Kickstarter cup-rattling, light-dimming Internet of Stuff upstart takes on Sonos, Bose
Music biz may even water your plants
+Comment Kickstarter-funded Musaic hopes to outsmart Sonos and beat Bose with speakers that play higher fidelity music across normal Wi-Fi, support Bluetooth and integrate with home automation lighting and security products.
Wi-Fi is becoming the smart home network. Sonos, the streaming speaker king, takes advantage of that but implements its own proprietary Wi-Fi implementation which needs a Bridge box Ethernet cabled to the home's router. Sonos speakers play music streamed in from the internet, wirelessly transmitted from smartphones and tablets or from notebooks and desktop computers where a cable connection to the Bridge seems best.

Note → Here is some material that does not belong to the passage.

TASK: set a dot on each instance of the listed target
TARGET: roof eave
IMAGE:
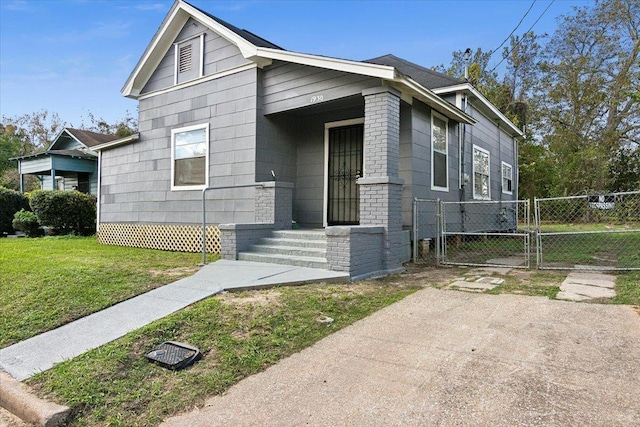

The speakers are controlled from apps on these smart devices. There is a range of variously sized speakers which can be stereo-paired, a sub-woofer and a Playbar for TV/Home Cinema-sourced sound. This can use the Sub, and a pair of other speakers to provide surround sound. Lastly the system can play different music simultaneously in different rooms or the rooms can be grouped together.
Mid-Fi music listeners say the sound is great while real top-end Hi-Fi buffs say it isn't as good. Both would say the Sonos convenience factor is terrific.
Meanwhile, Musaic, a small British startup, is trying to muscle in on the Sonos speaker crowd with its own product. It has a pair of speakers, or "music players" as it calls them: the 36W RMS MP5 entry-level for small rooms like kitchens and the 60W RMS MP10 for larger rooms like lounges. The boxes are roughly the size of a Sonos Play:3 speaker. They can be controlled by smart device apps, like Sonos, but use standard Wi-fi, as well as receiving Bluetooth-output music from smartphones and tablets which lack the app and are not connected to the Musaic Wi-Fi net.
The speakers have touch-sensitive buttons on their upper surfaces which can be each pre-set to one of 20,000+ internet radio stations or other music sources. Musaic can play 24-bit studio master files for higher fidelity, and allows the direct use of native streaming apps so you can take advantage of any included social media connections and shared playlists.
The players each have an Ethernet connection plus analogue input via a 3.5mm stereo mini jack port on the back of a player. This can be used to connect the headphone output of a TV, MP3 player, PC/Laptop, Airport Express unit or other device.
Music players integrate with home automation systems using AllJoyn technology. They can control dimmers, bulbs and switches from LED lighting brand LightwaveRF, which produces WiFi-connected lighting units. They can, in theory, also respond to home automation device events varying from the ridiculous – this plant needs watering – to the serious: intruder alarm detects window breakage.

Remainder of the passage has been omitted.